Hospital Policies and Procedures


Review on 02/05/2019 of Hospital A ' s EMTALA policy, last reviewed August, 2018, revealed " It is the policy of (Name) Hospitals that their physicians accept the appropriate transfer of patients from other facilities that require the specialized/emergency medical services that are within the capabilities and capacity of the facility. Where this hospital has the capabilities and capacity to treat the patient with an emergency medical condition, the on-call physician shall accept the patient ... 1. Patient transfers with emergency medical conditions (as defined by law) may be declined for the following reasons: a. Physician requested i. Lack of available capacity to accept and appropriately care for the patient. ii. Lack of current capability (e.g. only neurosurgeon on staff is in surgery) ... "
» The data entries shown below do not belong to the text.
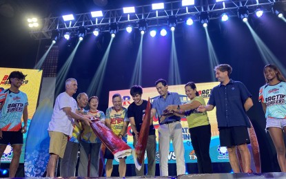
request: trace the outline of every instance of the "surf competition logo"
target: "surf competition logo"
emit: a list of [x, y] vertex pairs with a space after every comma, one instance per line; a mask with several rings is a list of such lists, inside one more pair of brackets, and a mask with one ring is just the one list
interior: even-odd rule
[[194, 153], [194, 150], [191, 151], [189, 154], [190, 160], [196, 160], [196, 153]]
[[[175, 156], [175, 152], [174, 151], [171, 151], [169, 152], [168, 154], [168, 160], [174, 160], [176, 161], [176, 156]], [[159, 162], [160, 161], [160, 155], [159, 155], [159, 151], [156, 151], [156, 161]]]
[[217, 150], [219, 154], [219, 156], [218, 156], [218, 159], [228, 159], [228, 151], [227, 147], [221, 147], [221, 145], [218, 145]]
[[[26, 85], [29, 82], [29, 81], [26, 79], [26, 77], [27, 77], [27, 75], [25, 75], [25, 80], [23, 81], [22, 85]], [[8, 78], [9, 78], [9, 74], [4, 74], [3, 76], [1, 76], [1, 81], [0, 82], [0, 85], [10, 85]], [[1, 90], [0, 89], [0, 92]]]
[[202, 96], [204, 98], [210, 98], [210, 92], [212, 92], [212, 89], [203, 90], [198, 91], [198, 95]]
[[12, 153], [13, 152], [13, 148], [11, 145], [8, 145], [6, 149], [3, 154], [2, 158], [1, 158], [1, 162], [11, 162], [12, 160]]

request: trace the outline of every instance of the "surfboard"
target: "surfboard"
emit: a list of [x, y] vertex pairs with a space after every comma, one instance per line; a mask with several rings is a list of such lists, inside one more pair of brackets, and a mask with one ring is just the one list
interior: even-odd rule
[[44, 99], [31, 120], [25, 149], [25, 177], [41, 177], [45, 173], [50, 156], [48, 127], [52, 111], [52, 102]]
Review on 02/05/2019 of Hospital A ' s policy titled " Physician Refusal Policy " last reviewed June, 2018 revealed " ... The following will include examples of denials that are appropriated, but the list is not all inclusive. The decision of appropriated versus inappropriate denial will be made by the Administrative Review Committee according to governing regulatory agencies laws and standards. 1. High Census, appropriate level of care not available for the patient ' s medical condition. 2. Services requested by the referring facility not available at (Name). 3. Current caseload will prevent the accepting physician to care for the patient in a timely manner. 4. Services required for stabilization of patient are available at referring facility. 5. Patient/Family Request will all be reviewed by the Administrative Review Committee or at least the Administrative Director to determine appropriateness of transfer request. "


The hospital failed to ensure that their Policy and Procedure was followed as evidenced failing to accept from a referring hospital an appropriate transfer of Patient #24 on 1/19/2019. The facility also had the capability specialized services required ( ENT MD #1 ) and the capacity to treat patient #24 on 1/19/2019.